There's lots to take in from this research but I'll start with a quote from the authors: "the observed decrease in autism 'symptom load' in diagnosed individuals does not necessarily correspond to a decrease in the need for interventions and societal support." This was quite evident when authors looked at the data on comorbidity and "dysfunction/suffering scores" (yes, some people with autism do suffer as a result of their symptoms) that remained fairly constant throughout. Indeed, added to this, the authors talk about how there may be a "change in perception of what it is that is disabling" in terms of schools for example, requiring more "cooperation in groups and self-reflecting abilities." Overall symptom severity might be decreasing but the environment *might* be getting tougher in different ways?

But it's difficult to brush these findings under the carpet and how they relate to the question titling this post: Does a diagnosis of autism today mean the same as a diagnosis of autism decades ago? On the basis of these findings, one would have to say perhaps not (in the general quantitative sense). More study is required however including on how 'female autism' *might* influence some of the patterns (see here) discussed by Arvidsson et al, alongside the idea that age and maturation might influence the often quite fluid presentation of autism [2]. I'm also minded to reiterate that 'autism-related dimensions' are not always 'autism-specific dimensions' (see here) and the important studies suggesting that the presentation of autistic traits does not always merit a clinical diagnosis of autism (see here).

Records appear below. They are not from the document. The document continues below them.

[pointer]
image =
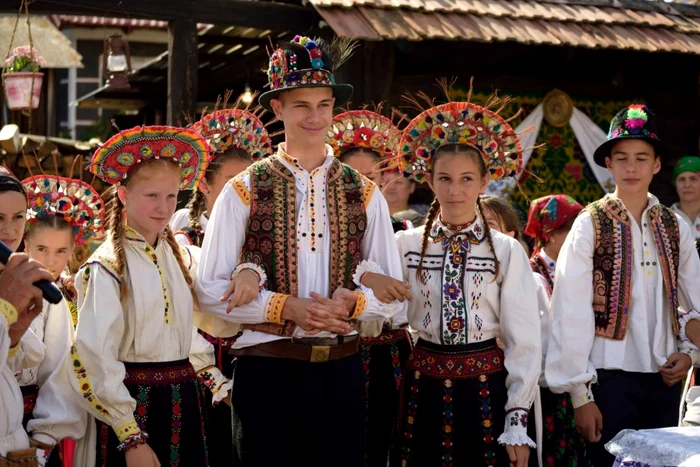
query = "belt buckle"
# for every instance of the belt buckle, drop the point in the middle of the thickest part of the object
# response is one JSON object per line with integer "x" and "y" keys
{"x": 320, "y": 353}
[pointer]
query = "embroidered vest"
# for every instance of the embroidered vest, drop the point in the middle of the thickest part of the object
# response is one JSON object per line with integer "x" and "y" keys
{"x": 271, "y": 236}
{"x": 613, "y": 262}
{"x": 538, "y": 266}
{"x": 195, "y": 236}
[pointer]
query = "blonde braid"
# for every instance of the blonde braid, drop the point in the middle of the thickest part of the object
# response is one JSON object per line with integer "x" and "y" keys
{"x": 429, "y": 219}
{"x": 197, "y": 205}
{"x": 487, "y": 229}
{"x": 115, "y": 225}
{"x": 170, "y": 238}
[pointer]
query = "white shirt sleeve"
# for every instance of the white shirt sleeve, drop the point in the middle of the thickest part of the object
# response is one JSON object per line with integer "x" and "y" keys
{"x": 520, "y": 333}
{"x": 98, "y": 374}
{"x": 379, "y": 246}
{"x": 568, "y": 367}
{"x": 688, "y": 288}
{"x": 223, "y": 241}
{"x": 56, "y": 414}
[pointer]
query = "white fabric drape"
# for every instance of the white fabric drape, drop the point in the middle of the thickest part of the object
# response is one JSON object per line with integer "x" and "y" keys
{"x": 503, "y": 186}
{"x": 588, "y": 134}
{"x": 589, "y": 137}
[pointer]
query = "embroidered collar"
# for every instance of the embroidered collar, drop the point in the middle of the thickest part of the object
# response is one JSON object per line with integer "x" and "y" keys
{"x": 293, "y": 163}
{"x": 474, "y": 232}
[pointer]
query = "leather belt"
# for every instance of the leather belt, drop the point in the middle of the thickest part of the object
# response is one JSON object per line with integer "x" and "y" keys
{"x": 312, "y": 349}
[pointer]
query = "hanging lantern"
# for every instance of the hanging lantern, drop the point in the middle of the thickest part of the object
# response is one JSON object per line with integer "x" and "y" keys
{"x": 247, "y": 96}
{"x": 116, "y": 62}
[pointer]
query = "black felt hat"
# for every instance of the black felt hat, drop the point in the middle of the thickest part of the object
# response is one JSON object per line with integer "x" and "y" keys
{"x": 633, "y": 122}
{"x": 307, "y": 63}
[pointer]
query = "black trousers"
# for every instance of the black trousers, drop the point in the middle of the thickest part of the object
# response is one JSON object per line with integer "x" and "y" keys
{"x": 294, "y": 413}
{"x": 635, "y": 401}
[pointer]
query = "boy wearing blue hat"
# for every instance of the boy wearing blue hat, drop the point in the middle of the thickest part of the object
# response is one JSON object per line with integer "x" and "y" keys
{"x": 627, "y": 283}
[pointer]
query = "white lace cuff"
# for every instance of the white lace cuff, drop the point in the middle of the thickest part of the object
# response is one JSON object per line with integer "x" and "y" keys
{"x": 257, "y": 269}
{"x": 683, "y": 319}
{"x": 515, "y": 433}
{"x": 365, "y": 266}
{"x": 581, "y": 395}
{"x": 222, "y": 393}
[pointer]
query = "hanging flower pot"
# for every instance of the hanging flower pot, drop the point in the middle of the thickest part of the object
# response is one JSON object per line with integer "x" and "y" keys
{"x": 21, "y": 78}
{"x": 22, "y": 90}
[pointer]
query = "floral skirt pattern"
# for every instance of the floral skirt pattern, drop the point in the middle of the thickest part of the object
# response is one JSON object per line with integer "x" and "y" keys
{"x": 452, "y": 407}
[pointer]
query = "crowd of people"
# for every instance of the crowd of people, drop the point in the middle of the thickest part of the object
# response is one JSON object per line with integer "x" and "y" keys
{"x": 300, "y": 311}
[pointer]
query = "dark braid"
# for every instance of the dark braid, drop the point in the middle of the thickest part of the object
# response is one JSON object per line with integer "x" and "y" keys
{"x": 429, "y": 219}
{"x": 487, "y": 229}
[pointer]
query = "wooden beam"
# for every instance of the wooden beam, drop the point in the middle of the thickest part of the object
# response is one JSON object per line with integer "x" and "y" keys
{"x": 245, "y": 13}
{"x": 183, "y": 59}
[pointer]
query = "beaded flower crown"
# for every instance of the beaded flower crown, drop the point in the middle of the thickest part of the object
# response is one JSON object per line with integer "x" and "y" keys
{"x": 465, "y": 123}
{"x": 363, "y": 129}
{"x": 123, "y": 153}
{"x": 232, "y": 128}
{"x": 73, "y": 200}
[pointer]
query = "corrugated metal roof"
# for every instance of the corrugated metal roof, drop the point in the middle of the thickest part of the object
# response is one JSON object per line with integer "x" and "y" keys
{"x": 581, "y": 25}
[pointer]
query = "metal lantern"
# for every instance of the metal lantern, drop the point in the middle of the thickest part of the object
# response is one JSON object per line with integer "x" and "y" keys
{"x": 116, "y": 62}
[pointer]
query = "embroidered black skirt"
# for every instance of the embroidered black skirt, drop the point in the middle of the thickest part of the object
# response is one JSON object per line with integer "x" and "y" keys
{"x": 452, "y": 406}
{"x": 383, "y": 361}
{"x": 170, "y": 408}
{"x": 562, "y": 444}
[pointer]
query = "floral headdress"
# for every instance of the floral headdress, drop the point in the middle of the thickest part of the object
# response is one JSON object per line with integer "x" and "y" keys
{"x": 231, "y": 128}
{"x": 364, "y": 129}
{"x": 636, "y": 121}
{"x": 307, "y": 63}
{"x": 71, "y": 199}
{"x": 124, "y": 152}
{"x": 480, "y": 127}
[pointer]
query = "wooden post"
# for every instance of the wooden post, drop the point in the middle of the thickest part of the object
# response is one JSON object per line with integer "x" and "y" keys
{"x": 183, "y": 62}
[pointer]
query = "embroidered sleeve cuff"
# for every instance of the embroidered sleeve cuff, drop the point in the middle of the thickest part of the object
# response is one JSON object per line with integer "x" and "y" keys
{"x": 581, "y": 395}
{"x": 215, "y": 381}
{"x": 126, "y": 429}
{"x": 360, "y": 304}
{"x": 15, "y": 350}
{"x": 273, "y": 309}
{"x": 8, "y": 311}
{"x": 364, "y": 267}
{"x": 262, "y": 277}
{"x": 515, "y": 433}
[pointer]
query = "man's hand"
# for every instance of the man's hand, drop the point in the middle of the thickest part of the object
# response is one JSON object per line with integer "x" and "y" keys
{"x": 589, "y": 421}
{"x": 385, "y": 288}
{"x": 675, "y": 368}
{"x": 242, "y": 290}
{"x": 692, "y": 330}
{"x": 17, "y": 287}
{"x": 519, "y": 455}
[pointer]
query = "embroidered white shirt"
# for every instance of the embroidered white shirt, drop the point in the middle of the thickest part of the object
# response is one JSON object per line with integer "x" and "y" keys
{"x": 226, "y": 232}
{"x": 693, "y": 224}
{"x": 447, "y": 311}
{"x": 575, "y": 351}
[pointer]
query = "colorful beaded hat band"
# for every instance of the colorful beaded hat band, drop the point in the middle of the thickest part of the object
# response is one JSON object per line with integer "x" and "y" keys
{"x": 123, "y": 153}
{"x": 636, "y": 121}
{"x": 73, "y": 200}
{"x": 466, "y": 124}
{"x": 306, "y": 62}
{"x": 234, "y": 128}
{"x": 363, "y": 129}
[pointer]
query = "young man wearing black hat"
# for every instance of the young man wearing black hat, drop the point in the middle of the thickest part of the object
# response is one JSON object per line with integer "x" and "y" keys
{"x": 302, "y": 222}
{"x": 627, "y": 282}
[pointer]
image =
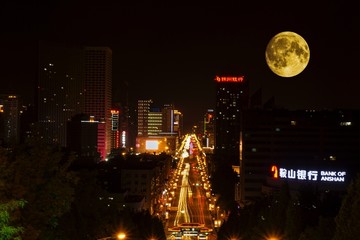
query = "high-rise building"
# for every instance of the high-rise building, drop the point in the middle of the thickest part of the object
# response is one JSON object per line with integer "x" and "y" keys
{"x": 232, "y": 98}
{"x": 98, "y": 92}
{"x": 158, "y": 127}
{"x": 115, "y": 128}
{"x": 10, "y": 108}
{"x": 142, "y": 116}
{"x": 60, "y": 91}
{"x": 305, "y": 148}
{"x": 82, "y": 136}
{"x": 208, "y": 133}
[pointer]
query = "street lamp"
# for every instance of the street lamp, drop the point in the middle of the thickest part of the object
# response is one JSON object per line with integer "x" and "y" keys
{"x": 118, "y": 236}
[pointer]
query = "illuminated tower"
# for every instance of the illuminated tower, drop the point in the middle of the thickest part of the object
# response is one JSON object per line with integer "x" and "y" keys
{"x": 232, "y": 97}
{"x": 142, "y": 115}
{"x": 208, "y": 131}
{"x": 115, "y": 129}
{"x": 60, "y": 90}
{"x": 98, "y": 85}
{"x": 9, "y": 120}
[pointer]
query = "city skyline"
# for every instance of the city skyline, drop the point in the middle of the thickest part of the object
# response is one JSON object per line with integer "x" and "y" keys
{"x": 172, "y": 53}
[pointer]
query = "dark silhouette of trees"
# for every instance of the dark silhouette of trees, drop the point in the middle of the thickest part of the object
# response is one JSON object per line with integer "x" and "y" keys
{"x": 347, "y": 220}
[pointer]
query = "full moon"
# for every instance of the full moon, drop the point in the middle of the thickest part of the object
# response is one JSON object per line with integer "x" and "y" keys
{"x": 287, "y": 54}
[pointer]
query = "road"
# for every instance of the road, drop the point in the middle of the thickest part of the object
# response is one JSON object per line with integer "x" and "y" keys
{"x": 190, "y": 216}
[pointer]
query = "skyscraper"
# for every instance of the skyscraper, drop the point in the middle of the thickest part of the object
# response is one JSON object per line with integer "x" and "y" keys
{"x": 9, "y": 119}
{"x": 98, "y": 92}
{"x": 232, "y": 97}
{"x": 60, "y": 91}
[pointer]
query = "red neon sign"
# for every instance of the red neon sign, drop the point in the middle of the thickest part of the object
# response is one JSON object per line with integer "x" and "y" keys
{"x": 275, "y": 171}
{"x": 229, "y": 79}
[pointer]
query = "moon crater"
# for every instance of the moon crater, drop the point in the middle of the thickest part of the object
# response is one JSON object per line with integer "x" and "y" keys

And bearing in mind the tweet snapshot picture accompanying this post, the paper by Sebastian Lundström and colleagues [3] is here and well worth a read...


[1] Arvidsson O. et al. Secular changes in the symptom level of clinically diagnosed autism. J Child Psychol Psychiatry. 2018 Jan 29.

[2] Lever AG. & Geurts HM. Is Older Age Associated with Higher Self- and Other-Rated ASD Characteristics? J Autism Dev Disord. 2018 Jan 18.

[3] Lundström S. et al. Autism phenotype versus registered diagnosis in Swedish children: prevalence trends over 10 years in general population samples. BMJ. 2015 Apr 28;350:h1961.